Saturday, February 26, 2011

Cymbidium! Cymbidia?

For the first time EVER, all four of my Cymbidium orchids are blooming!

Back when I wrote my first orchid book (2002) I warned readers that Cymbidium could be tricky to bloom indoors because of the temperature drop required to set bud. You know how I like a challenge. I've never actually bought a Cymbidium for myself, but when they finish blooming for clients, I bring them home and experiment.

I think I've got it down.

The Cymbidium go outside in May and spend 4-5 months in the shade of a blue spruce. They're the last house plants to come indoors in October, staying out till nighttime temps get into the upper forties. I move them to a north facing window in the guestroom, and set the thermostat to fifty.

I usually see several bloom spikes start in February; last year I spoke harshly to one recalcitrant orchid, explaining that non-productive plants might find themselves on the compost pile. Would I really have done it? We may never know.

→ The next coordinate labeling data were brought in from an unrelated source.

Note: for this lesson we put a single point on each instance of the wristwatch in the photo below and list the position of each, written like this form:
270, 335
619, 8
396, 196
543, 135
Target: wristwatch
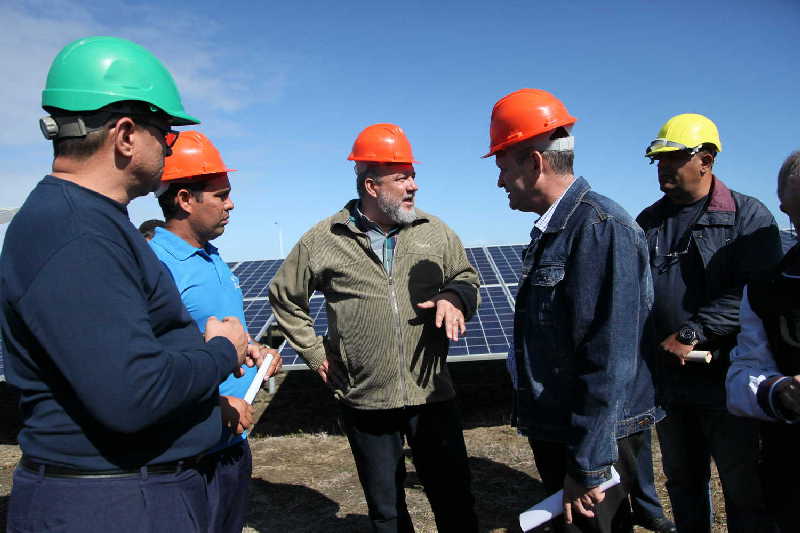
687, 335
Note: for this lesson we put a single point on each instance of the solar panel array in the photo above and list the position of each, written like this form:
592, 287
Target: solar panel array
489, 332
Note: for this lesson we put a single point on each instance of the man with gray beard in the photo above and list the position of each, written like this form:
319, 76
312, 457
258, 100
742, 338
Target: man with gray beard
397, 286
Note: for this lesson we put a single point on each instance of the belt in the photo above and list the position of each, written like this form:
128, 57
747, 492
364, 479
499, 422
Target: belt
47, 470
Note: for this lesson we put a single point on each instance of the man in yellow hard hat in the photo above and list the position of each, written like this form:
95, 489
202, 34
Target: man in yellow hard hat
583, 394
706, 241
397, 286
119, 389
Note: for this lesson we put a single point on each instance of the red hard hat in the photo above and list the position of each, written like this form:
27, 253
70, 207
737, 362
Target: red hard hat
193, 155
382, 143
524, 114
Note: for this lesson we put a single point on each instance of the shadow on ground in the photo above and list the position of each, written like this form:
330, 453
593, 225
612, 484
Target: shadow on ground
501, 493
3, 512
296, 508
303, 404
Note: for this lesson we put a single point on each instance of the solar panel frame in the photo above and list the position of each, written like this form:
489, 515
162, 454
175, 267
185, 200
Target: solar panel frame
257, 316
508, 261
490, 332
255, 276
479, 259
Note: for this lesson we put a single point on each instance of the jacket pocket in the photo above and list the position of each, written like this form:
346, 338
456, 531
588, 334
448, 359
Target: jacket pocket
544, 282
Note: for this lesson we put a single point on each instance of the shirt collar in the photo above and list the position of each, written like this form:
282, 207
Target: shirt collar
364, 223
177, 247
544, 220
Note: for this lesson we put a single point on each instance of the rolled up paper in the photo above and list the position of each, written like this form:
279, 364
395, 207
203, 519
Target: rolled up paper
698, 356
553, 506
255, 385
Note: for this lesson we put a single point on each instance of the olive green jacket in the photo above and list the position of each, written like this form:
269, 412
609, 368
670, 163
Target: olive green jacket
393, 353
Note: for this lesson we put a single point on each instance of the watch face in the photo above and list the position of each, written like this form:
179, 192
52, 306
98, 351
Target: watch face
686, 335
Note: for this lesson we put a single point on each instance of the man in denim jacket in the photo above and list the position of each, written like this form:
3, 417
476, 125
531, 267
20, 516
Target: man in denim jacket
583, 386
706, 242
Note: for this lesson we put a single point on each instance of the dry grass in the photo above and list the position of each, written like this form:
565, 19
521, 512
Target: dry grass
304, 478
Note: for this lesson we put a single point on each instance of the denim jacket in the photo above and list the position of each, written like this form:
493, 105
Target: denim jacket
581, 323
738, 242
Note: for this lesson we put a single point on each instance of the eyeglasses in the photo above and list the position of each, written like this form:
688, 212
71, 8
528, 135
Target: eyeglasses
170, 135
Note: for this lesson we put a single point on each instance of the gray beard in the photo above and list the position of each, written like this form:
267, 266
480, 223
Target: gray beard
396, 212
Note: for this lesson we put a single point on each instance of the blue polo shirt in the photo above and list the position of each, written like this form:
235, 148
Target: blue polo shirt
208, 288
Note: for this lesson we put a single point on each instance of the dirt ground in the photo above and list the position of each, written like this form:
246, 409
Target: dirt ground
304, 478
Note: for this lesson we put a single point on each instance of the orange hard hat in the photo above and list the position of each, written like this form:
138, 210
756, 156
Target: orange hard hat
193, 155
524, 114
382, 143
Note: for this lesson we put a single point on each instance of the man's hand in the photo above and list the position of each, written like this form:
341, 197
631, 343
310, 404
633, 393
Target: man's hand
787, 394
231, 329
672, 345
332, 373
448, 312
580, 499
256, 353
237, 414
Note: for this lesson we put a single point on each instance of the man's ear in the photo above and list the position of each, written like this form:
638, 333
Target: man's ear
185, 200
706, 161
123, 136
369, 186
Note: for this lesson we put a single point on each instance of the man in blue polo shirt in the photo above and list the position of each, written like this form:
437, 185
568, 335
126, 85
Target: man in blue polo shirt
195, 198
119, 391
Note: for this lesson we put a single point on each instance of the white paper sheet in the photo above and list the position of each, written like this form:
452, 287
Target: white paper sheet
255, 385
553, 506
698, 356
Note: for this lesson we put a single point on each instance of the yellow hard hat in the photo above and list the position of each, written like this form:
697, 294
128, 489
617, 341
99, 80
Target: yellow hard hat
688, 131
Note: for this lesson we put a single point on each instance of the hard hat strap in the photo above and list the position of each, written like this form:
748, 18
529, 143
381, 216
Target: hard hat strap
543, 143
661, 143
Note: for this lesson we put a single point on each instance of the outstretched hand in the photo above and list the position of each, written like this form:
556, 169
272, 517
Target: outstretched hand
580, 499
448, 313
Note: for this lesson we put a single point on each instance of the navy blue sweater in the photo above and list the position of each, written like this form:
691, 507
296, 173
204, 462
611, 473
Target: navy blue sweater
113, 371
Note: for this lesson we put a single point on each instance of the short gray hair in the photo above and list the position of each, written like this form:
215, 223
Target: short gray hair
560, 161
789, 169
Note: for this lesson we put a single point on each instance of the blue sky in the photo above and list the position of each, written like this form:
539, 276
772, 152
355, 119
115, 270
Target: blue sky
284, 88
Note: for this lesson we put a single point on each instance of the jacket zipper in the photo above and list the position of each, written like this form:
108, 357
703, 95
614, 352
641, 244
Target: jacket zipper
396, 310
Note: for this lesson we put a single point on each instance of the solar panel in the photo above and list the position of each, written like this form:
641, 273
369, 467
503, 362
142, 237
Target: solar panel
490, 331
512, 290
478, 258
256, 314
508, 260
254, 276
317, 312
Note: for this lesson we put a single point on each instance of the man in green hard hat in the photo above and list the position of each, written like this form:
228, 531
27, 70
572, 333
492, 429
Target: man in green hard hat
118, 387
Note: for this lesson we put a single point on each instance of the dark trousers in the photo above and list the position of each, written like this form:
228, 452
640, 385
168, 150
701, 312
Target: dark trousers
228, 484
437, 447
644, 498
781, 472
690, 436
613, 514
159, 503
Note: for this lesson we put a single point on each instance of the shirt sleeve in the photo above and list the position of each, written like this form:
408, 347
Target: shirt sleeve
89, 311
756, 248
752, 368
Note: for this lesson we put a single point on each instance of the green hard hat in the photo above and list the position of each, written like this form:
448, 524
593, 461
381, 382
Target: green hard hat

Perhaps this is Mother Nature's way of rewarding me for all the hard work I've been doing, writing this new orchid book. The first third of the text is due on Tuesday and I've been busting my ass to meet the deadline. (75 pages in 18 days? That's tight!)

Thanks Mother Nature, I'd say we're even.

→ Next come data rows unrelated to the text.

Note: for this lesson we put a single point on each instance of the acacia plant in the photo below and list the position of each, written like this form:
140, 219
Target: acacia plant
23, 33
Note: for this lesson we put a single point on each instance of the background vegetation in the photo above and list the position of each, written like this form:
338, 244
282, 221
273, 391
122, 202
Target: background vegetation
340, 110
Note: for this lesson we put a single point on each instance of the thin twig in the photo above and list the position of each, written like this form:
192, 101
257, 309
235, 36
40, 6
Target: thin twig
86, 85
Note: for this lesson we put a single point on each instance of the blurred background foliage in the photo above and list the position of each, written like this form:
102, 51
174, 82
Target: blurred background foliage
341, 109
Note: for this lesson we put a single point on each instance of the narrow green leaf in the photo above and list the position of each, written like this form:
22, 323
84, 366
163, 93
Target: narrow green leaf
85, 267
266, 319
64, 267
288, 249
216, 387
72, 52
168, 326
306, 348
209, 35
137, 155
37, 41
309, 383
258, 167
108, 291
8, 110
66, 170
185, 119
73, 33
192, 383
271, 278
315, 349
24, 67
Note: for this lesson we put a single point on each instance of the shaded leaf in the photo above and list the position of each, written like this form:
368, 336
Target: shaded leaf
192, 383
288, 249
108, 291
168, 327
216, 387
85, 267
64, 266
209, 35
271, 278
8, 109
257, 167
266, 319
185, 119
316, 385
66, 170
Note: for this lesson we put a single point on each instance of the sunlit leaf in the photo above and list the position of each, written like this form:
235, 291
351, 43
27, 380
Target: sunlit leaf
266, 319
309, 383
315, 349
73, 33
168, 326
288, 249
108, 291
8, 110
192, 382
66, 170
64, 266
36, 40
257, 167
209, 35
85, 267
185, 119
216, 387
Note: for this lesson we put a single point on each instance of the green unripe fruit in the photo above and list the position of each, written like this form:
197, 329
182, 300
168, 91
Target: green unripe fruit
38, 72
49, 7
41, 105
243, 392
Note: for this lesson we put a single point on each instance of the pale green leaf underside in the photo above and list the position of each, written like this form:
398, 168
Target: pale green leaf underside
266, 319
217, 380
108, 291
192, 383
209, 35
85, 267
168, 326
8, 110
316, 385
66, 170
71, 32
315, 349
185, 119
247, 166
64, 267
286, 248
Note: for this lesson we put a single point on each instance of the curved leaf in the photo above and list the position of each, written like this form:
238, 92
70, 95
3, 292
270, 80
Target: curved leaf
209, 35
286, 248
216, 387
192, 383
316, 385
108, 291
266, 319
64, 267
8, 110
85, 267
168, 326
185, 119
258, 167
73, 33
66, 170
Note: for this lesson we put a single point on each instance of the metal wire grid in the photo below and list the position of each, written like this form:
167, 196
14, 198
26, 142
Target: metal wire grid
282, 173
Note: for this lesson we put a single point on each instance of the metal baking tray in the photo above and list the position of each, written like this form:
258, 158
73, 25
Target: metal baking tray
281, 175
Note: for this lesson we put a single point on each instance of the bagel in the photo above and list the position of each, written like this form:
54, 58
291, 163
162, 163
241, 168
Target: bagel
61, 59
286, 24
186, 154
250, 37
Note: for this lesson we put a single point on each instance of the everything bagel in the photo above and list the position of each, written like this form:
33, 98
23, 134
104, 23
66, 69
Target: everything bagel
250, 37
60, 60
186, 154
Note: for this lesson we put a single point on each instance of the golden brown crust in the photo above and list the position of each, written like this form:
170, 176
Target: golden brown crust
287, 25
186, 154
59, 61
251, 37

P.S. Clivia says hello, too. She sits on the cold windowsill, next to the Cymbidium Sisters.

Sunday, February 6, 2011

what is normal?

Years ago I sang that line as Trina in Falsettos. It's a good question.

After 3 weeks away from home I needed some normalizing, normalization, normalness. Only one place to find that: in the kitchen.

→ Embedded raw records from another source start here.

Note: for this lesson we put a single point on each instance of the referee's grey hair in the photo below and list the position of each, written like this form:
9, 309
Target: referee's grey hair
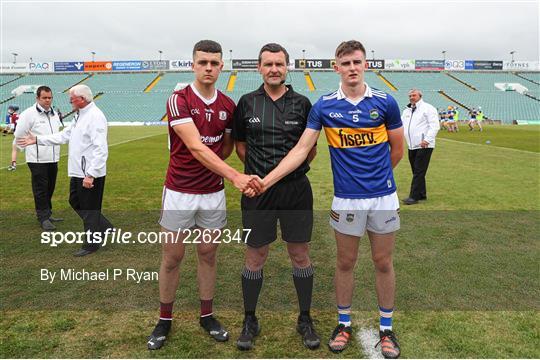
416, 90
82, 90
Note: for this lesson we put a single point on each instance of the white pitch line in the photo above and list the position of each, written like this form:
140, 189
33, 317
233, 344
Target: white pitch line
367, 338
491, 146
118, 143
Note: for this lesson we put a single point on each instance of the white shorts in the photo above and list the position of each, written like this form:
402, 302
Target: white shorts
183, 211
379, 215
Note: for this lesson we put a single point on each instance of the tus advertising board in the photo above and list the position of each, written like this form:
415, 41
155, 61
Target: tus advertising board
245, 63
41, 67
155, 65
375, 64
399, 64
10, 68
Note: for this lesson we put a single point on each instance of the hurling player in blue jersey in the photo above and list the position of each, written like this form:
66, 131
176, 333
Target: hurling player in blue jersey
365, 138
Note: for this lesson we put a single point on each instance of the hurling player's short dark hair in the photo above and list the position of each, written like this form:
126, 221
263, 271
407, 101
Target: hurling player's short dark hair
41, 89
348, 47
274, 48
207, 46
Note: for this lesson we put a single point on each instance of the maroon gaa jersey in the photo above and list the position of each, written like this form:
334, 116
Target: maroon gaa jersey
213, 118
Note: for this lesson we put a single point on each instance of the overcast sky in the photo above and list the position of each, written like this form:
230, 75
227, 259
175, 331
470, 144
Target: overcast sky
131, 30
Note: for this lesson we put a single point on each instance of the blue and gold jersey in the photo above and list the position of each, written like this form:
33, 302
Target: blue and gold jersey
358, 141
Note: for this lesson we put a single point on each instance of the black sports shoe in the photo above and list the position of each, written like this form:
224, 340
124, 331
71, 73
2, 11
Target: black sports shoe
389, 344
214, 328
250, 329
340, 338
309, 336
159, 335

Since our freezer door barely closes, I started there, and pulled out the vodka soaked fruit that I'd used to make fruit infused vodka. Nothing shall go to waste! The vaguely alcoholic gooseberries, currents, green grapes, and sumac berries are now a fantastic, not-usually-found-in-nature vermillion jelly. Don't let the photo fool you; I've got at least 10 half pint jars. Always more than I expect.

Next stop: refrigerator. Six giant quinces have filled the fruit drawer since Christmas and their pervasive perfume reminded me that I'd better do something with them asap. I've been missing fresh fruit lately (big surprise) and while quinces are WAY too hard to eat out of hand, they're delicious poached. What could be easier than a vanilla bean, a few star anise, very light simple syrup, and peeled, cored, sliced quinces, in the slow cooker for 8 hours?

Bonus: I now have 2+ pints of brilliant red, quince poaching liquid. Far too beautiful and tasty to throw away. I've canned it for now, but I'm pondering what wonderful thing(s) I can make with it. Reduce it to a syrup and pour over the quinces with yogurt? Freeze into a sorbet? I'd appreciate suggestions.